В общем, вчера, когда солнце стояло в зените и по небу разливался белый яркий свет, едва мы кончили обедать, к столу подошел Касальс, но Лаурита уже встала, и он подсел ко мне, и мы пошли в парк и гуляли там до самого звонка на урок. Трава еще не просохла, и кругом грязно, но мы наконец смогли погулять немного в нашем огромном парке и погреться на солнце после стольких дождливых дней.
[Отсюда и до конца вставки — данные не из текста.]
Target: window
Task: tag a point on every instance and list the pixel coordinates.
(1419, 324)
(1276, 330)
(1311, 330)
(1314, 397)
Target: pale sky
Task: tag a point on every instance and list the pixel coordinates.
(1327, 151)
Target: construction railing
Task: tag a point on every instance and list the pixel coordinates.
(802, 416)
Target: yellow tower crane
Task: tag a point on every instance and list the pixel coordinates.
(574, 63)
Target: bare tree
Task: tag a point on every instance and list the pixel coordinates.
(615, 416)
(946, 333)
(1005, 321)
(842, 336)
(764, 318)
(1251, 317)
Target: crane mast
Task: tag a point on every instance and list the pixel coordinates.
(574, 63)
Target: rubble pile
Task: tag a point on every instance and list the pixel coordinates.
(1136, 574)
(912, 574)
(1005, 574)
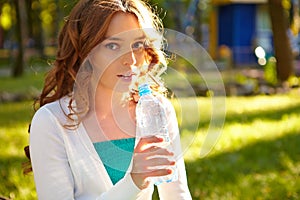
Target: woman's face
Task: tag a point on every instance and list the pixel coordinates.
(116, 59)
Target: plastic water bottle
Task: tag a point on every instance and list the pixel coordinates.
(152, 120)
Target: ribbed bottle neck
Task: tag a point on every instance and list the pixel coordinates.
(144, 89)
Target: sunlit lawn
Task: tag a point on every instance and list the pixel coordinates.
(257, 155)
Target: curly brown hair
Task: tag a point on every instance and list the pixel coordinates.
(82, 31)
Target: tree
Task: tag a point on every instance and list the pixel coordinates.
(35, 32)
(282, 48)
(18, 67)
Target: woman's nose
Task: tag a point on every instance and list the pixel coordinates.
(129, 58)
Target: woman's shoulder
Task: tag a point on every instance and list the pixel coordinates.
(57, 109)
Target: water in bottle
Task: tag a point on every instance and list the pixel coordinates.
(152, 120)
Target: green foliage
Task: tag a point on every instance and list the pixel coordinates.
(256, 157)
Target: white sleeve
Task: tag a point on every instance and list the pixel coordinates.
(177, 190)
(52, 173)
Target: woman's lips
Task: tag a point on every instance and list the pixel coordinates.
(126, 78)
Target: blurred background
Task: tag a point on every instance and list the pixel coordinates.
(256, 48)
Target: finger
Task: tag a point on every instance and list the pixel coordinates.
(146, 142)
(159, 172)
(159, 151)
(152, 165)
(159, 162)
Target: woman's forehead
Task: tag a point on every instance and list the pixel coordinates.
(123, 25)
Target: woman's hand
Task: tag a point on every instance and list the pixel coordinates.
(147, 156)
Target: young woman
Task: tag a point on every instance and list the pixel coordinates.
(83, 141)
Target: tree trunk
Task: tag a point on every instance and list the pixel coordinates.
(18, 67)
(282, 47)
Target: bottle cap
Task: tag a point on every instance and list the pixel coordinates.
(144, 89)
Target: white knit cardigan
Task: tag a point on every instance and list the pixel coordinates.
(66, 165)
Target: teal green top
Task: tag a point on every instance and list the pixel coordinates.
(116, 156)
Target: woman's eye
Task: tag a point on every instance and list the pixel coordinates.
(138, 45)
(112, 46)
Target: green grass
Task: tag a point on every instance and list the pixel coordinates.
(29, 83)
(257, 155)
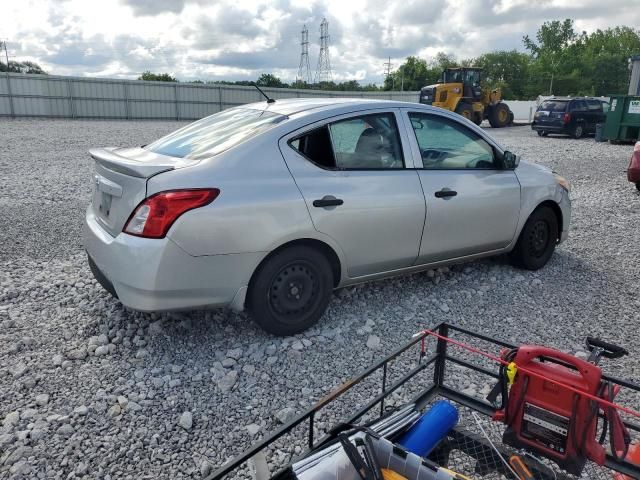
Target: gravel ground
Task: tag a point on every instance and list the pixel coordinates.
(88, 389)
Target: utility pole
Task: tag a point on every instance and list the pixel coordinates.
(388, 72)
(6, 54)
(323, 72)
(304, 71)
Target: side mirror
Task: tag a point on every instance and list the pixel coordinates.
(510, 160)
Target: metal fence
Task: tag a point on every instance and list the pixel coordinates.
(23, 95)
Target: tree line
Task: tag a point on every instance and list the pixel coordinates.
(558, 60)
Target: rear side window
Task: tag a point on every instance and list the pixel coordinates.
(447, 145)
(579, 106)
(553, 106)
(594, 105)
(367, 142)
(215, 134)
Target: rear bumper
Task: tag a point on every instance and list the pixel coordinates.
(157, 275)
(549, 128)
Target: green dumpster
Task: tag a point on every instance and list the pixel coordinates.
(623, 119)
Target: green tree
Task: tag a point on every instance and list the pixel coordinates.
(603, 58)
(156, 77)
(551, 48)
(508, 70)
(22, 67)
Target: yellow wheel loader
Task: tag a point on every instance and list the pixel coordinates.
(460, 91)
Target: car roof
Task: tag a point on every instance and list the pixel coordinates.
(291, 106)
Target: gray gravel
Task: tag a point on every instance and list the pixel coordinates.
(89, 389)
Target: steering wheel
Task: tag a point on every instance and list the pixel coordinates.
(433, 156)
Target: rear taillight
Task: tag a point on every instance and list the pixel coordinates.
(155, 215)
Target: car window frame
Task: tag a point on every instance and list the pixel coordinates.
(575, 103)
(404, 143)
(497, 152)
(599, 103)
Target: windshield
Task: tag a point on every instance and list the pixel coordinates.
(553, 106)
(215, 134)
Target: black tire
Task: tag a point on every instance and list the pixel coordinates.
(578, 131)
(283, 309)
(465, 110)
(537, 240)
(499, 115)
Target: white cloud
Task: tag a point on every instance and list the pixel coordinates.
(239, 39)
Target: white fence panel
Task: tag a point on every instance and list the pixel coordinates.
(77, 97)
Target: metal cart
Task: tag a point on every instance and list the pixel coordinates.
(422, 371)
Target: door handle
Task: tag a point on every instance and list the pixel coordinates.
(445, 193)
(328, 201)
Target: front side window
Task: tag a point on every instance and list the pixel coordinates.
(594, 105)
(367, 142)
(579, 106)
(215, 134)
(446, 145)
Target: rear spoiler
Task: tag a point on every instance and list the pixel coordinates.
(137, 162)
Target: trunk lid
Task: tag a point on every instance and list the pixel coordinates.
(120, 182)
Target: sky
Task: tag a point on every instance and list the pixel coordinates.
(240, 39)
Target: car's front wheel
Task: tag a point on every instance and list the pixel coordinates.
(537, 240)
(290, 291)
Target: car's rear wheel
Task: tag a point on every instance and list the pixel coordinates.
(578, 131)
(537, 240)
(290, 291)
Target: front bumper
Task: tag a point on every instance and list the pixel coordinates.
(157, 275)
(565, 208)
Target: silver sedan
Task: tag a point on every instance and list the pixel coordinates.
(271, 206)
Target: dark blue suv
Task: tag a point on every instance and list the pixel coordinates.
(575, 116)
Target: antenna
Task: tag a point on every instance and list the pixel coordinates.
(304, 71)
(269, 100)
(323, 72)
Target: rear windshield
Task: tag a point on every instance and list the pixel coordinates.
(215, 134)
(553, 106)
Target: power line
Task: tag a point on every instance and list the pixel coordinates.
(6, 54)
(323, 72)
(387, 73)
(304, 71)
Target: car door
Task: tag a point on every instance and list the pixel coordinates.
(473, 204)
(351, 173)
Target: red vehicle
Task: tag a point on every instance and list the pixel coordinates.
(633, 172)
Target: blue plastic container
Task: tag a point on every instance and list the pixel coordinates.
(424, 435)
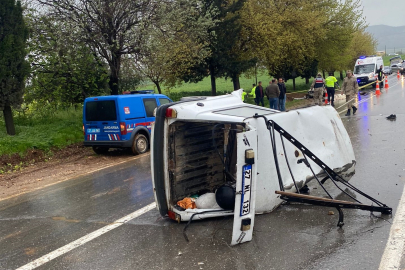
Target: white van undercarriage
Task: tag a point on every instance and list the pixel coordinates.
(264, 156)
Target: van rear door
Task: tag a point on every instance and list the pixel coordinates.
(245, 199)
(150, 105)
(100, 121)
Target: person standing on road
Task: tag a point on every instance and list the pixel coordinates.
(350, 88)
(259, 94)
(330, 88)
(380, 74)
(318, 85)
(283, 96)
(273, 93)
(244, 95)
(253, 93)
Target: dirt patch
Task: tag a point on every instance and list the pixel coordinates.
(38, 169)
(300, 95)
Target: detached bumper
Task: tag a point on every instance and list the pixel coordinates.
(110, 144)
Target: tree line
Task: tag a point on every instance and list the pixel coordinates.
(58, 52)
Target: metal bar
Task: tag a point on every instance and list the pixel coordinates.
(320, 163)
(273, 142)
(341, 217)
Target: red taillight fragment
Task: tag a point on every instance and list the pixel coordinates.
(123, 128)
(172, 215)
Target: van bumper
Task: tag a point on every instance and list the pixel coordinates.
(110, 144)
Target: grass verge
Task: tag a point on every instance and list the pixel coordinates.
(56, 130)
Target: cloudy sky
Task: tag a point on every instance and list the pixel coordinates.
(388, 12)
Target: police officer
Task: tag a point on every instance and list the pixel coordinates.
(244, 95)
(253, 94)
(350, 88)
(318, 85)
(330, 87)
(380, 74)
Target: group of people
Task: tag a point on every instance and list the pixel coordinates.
(275, 93)
(350, 88)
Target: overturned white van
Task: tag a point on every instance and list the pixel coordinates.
(263, 156)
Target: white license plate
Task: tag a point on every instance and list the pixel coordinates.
(246, 188)
(93, 130)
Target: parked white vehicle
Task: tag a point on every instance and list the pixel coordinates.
(365, 69)
(252, 157)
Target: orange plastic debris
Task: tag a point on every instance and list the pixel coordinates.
(187, 203)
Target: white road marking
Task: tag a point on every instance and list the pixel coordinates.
(73, 177)
(362, 100)
(83, 240)
(394, 250)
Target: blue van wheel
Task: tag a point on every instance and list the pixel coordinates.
(140, 144)
(100, 150)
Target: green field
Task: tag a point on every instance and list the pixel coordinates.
(224, 86)
(62, 128)
(386, 59)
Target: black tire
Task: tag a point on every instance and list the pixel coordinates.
(99, 150)
(140, 144)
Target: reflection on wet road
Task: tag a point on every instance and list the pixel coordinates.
(292, 237)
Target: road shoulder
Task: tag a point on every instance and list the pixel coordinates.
(58, 169)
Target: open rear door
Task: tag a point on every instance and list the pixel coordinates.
(244, 214)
Касальс тогда (причем я его об этом не просила) заговорил со мной о Грасиеле, мол, что раньше Лаурита говорила про Грасиелу одни гадости, а теперь ее защищает и что Грасиела – дрянь. Касальс начал так: «эта Грасиела, вот знаешь, Эстер, в воскресенье мы с двоюродным братом сидели в „Канадском домике“ после кино и ели пирожные, и тут она идет мимо с подругой, ну с которой она была на волейбольном матче, у нее еще нос крючком, и они остановились, стоят и болтают прямо у нашего столика, брат предложил им сесть, я его чуть не убил, они сели и тоже заказали пирожные, и брату пришлось платить моими деньгами, которые я отложил на „Адлон“, – и Касальс остался без „Адлона“! он этим двум нахалкам сказал, что видел премьеру с Джинджер Роджерс, и Касальс продолжал: „они мне отвечают, что Джинджер Роджерс старая и совсем им не нравится, и посмотрели на меня как на полоумного, и спросили брата, понравился ли ему фильм, а этот идиот сказал, что нет! – я-то думал, что ему понравилось, ну и они спрашивают, не я ли выбирал кино, а он говорит, что да, это я всегда выбираю, и они давай его жалеть: ах, бедненький, ах, сколько надо иметь терпения – представляешь, какие негодяйки!“, вдобавок ко всему шел дождь, до возвращения в школу было полно времени, но денег на „Адлон“ не осталось, и по центру не погуляешь из-за дождя, так и пришлось им сидеть за столом, и Касальс рассказывал: „ну и воскресеньице! а Лаурита говорит, что в „Адлоне“ было здорово, Индеец пришел туда с двумя Кралершами, из пятого и из третьего“.